2.1.2. Chat Assistant Setup
The Chat Assistant setup process is designed to be simple and mostly automated.
The application uses Ollama to run Large Language Models (LLMs). Ollama is started automatically inside a separate Docker container when the following command is executed:
docker-compose up
The provided docker-compose.yml file creates and starts the Ollama container, among other necessary containers for the GEMINI digital twin. This container hosts the LLM and embedding models used by the Retrieval-Augmented Generation (RAG) application.
After the containers are running, the required Ollama models can be installed by double-clicking the pull_ollama_models.bat file. This step must be performed only after the docker-compose up command has completed successfully.
2.1.2.1. Model configuration
The Chat Assistant supports switching between different LLMs using environment variables defined for the gemini_gui container. To change the models, update the following variables:
LLM_MODEL_VERSION=llama3.2
EMBED_MODEL_VERSION=snowflake-arctic-embed
Only Ollama-supported models are allowed, as the Ollama client is integrated with the RAG application.
When selecting models other than the recommended defaults, it is important to ensure that the chosen models are also downloaded into the Ollama container.

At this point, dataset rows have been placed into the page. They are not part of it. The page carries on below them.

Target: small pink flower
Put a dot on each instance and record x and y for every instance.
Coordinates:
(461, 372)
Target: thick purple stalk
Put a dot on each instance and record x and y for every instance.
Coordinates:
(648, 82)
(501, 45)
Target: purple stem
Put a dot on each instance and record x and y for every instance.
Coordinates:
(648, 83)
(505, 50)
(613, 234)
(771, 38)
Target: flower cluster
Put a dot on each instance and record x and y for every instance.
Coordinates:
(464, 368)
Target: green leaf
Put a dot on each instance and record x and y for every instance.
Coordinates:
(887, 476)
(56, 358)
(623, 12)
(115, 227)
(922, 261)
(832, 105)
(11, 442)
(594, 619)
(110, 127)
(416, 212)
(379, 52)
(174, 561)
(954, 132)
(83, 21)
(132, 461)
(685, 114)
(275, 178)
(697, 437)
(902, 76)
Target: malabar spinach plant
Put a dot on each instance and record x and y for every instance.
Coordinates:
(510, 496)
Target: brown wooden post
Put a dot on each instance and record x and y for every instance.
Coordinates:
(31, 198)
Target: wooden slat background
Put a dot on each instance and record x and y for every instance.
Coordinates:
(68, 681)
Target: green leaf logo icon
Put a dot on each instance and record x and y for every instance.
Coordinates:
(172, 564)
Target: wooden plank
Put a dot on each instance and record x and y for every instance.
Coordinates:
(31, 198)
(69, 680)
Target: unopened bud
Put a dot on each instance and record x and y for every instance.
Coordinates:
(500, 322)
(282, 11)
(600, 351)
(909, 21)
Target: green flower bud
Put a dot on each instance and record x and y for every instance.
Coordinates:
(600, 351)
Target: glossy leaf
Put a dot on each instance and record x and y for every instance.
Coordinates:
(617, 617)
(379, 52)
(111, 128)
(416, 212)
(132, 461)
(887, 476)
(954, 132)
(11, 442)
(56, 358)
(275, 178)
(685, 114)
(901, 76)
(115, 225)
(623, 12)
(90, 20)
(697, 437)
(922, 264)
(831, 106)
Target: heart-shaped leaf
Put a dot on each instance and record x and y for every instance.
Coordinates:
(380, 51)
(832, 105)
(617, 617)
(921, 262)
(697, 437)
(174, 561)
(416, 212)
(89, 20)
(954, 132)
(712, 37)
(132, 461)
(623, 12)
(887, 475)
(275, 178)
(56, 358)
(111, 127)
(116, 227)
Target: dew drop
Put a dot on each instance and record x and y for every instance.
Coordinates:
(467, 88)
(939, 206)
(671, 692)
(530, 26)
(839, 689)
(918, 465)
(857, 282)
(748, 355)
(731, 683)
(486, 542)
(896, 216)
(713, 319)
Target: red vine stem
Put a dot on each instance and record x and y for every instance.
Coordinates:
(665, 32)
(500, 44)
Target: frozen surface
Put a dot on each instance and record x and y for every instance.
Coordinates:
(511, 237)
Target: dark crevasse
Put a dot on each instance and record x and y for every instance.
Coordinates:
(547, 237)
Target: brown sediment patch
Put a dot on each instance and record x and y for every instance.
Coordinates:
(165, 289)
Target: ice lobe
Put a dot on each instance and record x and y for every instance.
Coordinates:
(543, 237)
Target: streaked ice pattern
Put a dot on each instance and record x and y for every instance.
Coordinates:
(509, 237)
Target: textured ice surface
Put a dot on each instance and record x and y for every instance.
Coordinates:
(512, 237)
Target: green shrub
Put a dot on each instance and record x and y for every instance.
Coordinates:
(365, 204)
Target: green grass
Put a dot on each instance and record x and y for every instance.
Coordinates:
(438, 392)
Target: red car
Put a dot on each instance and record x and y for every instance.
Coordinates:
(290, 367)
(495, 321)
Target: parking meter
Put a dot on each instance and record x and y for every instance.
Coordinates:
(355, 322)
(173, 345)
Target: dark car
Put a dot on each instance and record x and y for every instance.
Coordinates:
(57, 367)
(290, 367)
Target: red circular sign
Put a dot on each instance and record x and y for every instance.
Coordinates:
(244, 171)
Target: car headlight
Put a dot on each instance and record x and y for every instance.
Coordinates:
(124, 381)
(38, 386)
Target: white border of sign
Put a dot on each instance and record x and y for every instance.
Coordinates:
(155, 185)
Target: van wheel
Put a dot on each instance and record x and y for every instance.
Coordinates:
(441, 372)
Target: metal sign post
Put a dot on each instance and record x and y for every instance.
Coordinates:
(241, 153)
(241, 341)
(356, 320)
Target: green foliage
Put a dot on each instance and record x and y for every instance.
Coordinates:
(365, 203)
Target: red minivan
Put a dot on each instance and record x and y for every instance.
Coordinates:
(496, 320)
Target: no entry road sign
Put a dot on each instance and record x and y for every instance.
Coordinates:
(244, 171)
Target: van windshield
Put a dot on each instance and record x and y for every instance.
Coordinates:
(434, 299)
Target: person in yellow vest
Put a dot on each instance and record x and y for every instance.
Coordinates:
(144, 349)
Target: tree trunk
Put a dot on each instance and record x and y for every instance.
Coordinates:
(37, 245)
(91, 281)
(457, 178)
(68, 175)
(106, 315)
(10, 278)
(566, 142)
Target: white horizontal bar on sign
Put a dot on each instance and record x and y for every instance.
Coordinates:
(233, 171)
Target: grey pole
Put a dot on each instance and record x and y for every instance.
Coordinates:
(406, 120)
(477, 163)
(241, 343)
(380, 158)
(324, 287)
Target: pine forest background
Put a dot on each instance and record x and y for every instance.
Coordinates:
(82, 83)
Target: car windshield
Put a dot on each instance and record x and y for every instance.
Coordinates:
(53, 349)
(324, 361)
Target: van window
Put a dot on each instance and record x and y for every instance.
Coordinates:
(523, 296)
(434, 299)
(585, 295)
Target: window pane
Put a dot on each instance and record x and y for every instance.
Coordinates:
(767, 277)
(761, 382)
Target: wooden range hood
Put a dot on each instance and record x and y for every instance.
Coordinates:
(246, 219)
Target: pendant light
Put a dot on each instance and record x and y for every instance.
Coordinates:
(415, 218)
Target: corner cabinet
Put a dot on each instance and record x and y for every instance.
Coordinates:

For example, if you want to use mistral-nemo instead of llama3.2, you can install it while the container is running by executing the following command in a command prompt window:
docker exec -it ollama ollama pull mistral-nemo
2.1.2.2. Recommended Models
The following models were tested during development and are recommended defaults.
Response Generation Models (LLM_MODEL_VERSION)
llama3.2 A lightweight and fast model that provides good performance with low latency.
mistral-nemo A larger and more accurate model that returns responses more slowly.
Embedding Model (EMBED_MODEL_VERSION)
snowflake-arctic-embed The recommended model for generating embeddings used by the RAG pipeline.
These models provide a balanced trade-off between speed and accuracy and are the recommended defaults in this documentation.